According to a new study a kiss is more than just a kiss – it acts as a screening tools to help us find the right partner.
Oxford University scientists believe that when two people kiss it allows each individual to assess the other based on taste and smell.
Researchers investigated the smooching truth by conducting an online survey in which more than 900 adults answered questions about the role of kissing in short and long-term relationships.
Study leader Rafael Wlodarski said: “Kissing in human sexual relationships is incredibly prevalent in various forms across just about every society and culture.
“So here’s a human courtship behaviour which is incredibly widespread and common and, in extent, is quite unique. And we are still not exactly sure why it is so widespread or what purpose it serves.”
The survey responses, reported in the journals Archives of Sexual Behaviour and Human Nature, showed that women rated kissing as generally more important in relationships than men.
Previous studies have shown women tend to be more selective than men when initially choosing a partner, but both groups place a high value on kissing, suggesting it may help in assessing a potential mate.
More attractive people, or those who have many casual partners, are supposedly extra picky when looking for a potential mate.
Co-author Professor Robin Dunbar said: “Mate choice and courtship in humans is complex. It involves a series of periods of assessments where people ask themselves ‘shall I carry on deeper into this relationship?’

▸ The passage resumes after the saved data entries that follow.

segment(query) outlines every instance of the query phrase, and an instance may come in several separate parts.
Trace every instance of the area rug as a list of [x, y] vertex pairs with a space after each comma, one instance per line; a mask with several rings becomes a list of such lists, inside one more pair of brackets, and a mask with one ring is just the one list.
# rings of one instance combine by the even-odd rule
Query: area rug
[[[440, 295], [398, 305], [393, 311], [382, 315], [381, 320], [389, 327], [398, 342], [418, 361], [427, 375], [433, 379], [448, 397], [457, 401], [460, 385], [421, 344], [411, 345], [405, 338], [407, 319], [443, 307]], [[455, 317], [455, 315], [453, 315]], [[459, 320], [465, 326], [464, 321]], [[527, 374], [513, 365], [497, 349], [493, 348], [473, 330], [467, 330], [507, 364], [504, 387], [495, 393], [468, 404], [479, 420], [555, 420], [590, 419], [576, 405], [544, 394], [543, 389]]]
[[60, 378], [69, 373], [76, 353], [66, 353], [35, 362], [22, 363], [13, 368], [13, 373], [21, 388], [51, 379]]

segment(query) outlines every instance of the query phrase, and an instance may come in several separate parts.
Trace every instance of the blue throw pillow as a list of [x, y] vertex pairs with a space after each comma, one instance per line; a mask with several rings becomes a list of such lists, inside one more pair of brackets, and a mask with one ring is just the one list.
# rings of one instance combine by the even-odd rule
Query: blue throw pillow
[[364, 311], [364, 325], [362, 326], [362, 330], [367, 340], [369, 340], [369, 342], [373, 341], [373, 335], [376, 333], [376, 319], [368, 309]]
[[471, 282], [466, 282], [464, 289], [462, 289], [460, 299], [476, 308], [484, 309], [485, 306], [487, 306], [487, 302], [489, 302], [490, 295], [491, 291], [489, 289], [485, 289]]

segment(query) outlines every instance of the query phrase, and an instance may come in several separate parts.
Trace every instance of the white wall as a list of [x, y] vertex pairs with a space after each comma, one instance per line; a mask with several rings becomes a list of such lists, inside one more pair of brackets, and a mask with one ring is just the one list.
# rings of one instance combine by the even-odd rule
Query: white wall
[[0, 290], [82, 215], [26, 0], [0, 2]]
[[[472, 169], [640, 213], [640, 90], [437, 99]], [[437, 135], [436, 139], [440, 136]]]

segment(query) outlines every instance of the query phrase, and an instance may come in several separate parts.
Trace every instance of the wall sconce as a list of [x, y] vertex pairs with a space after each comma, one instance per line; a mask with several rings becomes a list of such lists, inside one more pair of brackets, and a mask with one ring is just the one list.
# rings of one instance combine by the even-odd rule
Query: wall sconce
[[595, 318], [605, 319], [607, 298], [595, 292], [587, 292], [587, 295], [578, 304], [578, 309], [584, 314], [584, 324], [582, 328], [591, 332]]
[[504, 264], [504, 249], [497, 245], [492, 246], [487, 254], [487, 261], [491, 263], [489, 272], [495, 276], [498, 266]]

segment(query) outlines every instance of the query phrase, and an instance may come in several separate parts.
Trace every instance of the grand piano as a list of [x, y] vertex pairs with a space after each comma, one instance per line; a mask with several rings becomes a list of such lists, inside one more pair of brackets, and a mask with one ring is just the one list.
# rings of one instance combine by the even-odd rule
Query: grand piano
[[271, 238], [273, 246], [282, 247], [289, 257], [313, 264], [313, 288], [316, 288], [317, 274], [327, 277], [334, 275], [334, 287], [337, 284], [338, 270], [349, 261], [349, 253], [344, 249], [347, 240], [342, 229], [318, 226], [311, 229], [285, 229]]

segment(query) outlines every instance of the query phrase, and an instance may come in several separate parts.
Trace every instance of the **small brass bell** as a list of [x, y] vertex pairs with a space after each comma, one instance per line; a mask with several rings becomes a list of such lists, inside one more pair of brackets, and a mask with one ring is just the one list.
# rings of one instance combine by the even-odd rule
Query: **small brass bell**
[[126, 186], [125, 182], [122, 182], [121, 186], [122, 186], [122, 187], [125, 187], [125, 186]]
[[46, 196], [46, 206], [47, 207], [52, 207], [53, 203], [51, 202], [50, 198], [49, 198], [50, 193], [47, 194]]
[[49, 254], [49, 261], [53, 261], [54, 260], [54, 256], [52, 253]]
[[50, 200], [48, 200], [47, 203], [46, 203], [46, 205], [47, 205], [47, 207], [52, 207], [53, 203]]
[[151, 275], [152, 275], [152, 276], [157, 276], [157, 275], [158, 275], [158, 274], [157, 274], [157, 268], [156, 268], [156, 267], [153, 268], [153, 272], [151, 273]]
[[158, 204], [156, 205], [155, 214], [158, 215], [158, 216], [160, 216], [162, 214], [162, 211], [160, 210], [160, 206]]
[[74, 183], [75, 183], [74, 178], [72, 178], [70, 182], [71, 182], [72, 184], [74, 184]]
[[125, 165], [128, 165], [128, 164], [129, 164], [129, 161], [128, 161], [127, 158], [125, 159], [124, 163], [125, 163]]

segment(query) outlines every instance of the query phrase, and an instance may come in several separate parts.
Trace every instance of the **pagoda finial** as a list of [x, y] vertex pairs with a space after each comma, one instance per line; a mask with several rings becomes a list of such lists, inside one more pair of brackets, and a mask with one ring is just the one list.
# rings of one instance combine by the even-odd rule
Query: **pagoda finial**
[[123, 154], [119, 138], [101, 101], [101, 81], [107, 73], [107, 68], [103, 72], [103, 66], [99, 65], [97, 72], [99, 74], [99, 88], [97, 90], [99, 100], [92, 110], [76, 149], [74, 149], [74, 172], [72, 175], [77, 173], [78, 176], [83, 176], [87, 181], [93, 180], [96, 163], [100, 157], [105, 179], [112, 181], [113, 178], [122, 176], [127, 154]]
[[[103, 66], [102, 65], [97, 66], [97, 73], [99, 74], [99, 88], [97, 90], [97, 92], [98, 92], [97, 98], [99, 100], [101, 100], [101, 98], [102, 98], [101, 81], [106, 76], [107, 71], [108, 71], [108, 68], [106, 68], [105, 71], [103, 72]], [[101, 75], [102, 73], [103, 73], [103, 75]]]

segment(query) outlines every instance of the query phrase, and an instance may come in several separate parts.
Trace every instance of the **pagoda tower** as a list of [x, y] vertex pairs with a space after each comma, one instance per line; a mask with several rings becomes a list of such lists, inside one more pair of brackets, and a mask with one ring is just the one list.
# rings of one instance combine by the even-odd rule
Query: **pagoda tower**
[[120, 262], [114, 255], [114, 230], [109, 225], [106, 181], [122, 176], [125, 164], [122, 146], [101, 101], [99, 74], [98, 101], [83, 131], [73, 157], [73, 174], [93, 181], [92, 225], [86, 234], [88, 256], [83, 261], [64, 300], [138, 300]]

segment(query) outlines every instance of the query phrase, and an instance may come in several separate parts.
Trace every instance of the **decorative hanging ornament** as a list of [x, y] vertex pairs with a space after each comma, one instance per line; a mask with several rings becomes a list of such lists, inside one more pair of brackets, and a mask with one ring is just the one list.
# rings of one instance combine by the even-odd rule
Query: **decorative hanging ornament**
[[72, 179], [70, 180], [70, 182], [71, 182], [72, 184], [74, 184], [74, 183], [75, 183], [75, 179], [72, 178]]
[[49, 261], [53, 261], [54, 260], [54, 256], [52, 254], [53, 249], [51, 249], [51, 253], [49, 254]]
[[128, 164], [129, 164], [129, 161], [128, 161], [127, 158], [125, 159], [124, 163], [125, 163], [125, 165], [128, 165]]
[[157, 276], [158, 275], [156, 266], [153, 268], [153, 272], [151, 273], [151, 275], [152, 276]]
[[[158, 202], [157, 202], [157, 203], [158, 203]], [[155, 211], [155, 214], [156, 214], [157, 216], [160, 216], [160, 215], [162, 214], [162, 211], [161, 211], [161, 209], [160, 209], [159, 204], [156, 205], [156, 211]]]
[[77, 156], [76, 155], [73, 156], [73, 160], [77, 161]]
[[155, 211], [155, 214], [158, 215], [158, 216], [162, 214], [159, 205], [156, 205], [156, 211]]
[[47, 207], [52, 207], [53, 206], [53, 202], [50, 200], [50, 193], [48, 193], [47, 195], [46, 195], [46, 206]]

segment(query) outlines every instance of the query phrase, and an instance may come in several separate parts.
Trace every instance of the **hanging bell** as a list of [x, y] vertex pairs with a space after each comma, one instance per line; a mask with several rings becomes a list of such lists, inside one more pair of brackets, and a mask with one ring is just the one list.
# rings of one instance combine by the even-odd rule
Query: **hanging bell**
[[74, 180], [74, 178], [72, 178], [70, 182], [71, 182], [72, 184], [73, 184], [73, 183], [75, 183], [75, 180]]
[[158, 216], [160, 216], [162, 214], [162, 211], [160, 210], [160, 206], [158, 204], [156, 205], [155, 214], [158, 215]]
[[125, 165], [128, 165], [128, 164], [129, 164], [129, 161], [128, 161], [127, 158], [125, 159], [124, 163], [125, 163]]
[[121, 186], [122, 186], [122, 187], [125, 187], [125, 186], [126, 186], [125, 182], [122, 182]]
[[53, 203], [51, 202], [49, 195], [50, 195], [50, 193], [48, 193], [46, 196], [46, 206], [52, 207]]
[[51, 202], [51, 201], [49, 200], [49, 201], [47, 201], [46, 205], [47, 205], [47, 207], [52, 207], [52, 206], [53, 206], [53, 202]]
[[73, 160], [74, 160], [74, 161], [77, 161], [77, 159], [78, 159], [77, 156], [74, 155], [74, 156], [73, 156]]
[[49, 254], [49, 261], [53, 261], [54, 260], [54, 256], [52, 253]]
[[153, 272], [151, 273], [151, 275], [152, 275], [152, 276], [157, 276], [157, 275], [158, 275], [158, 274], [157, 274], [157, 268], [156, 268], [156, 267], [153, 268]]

“In choosing partners, we have to deal with the ‘Jane Austen problem’: How long do you wait for Mr Darcy to come along when you can’t wait forever and there may be lots of you waiting just for him? At what point do you have to compromise for the curate?
“People are extremely good at assessing where they are in the ‘mating market’ and pitch their demands accordingly. It depends what kind of poker hand you’ve been dealt. If you have a strong bidding hand, you can afford to be much more demanding and choosy when it comes to prospective mates.”
Women rated kissing as especially important in long-term relationships, suggesting that kissing also plays a key role in maintaining attachment between couples.
While high levels of arousal might result from kissing, the researchers say sex does not appear to be the driving factor that explains why we kiss in romantic relationships.
Among the other findings:
- In short relationships, participants said kissing was most important before sex and was least important at other times.
- In committed relationships, kissing was equally important before sex and at times not-related to sex.
- More frequent kissing was linked to the quality of a relationship.
- Women’s attitudes to romantic kissing were affected by the stages of both their relationship and menstrual cycle. Women valued kissing most at early stages of a relationship, and during the part of their cycle when they are most likely to conceive.
- Previous studies have shown that hormonal changes associated with the menstrual cycle can change a woman’s preferences for a potential mate.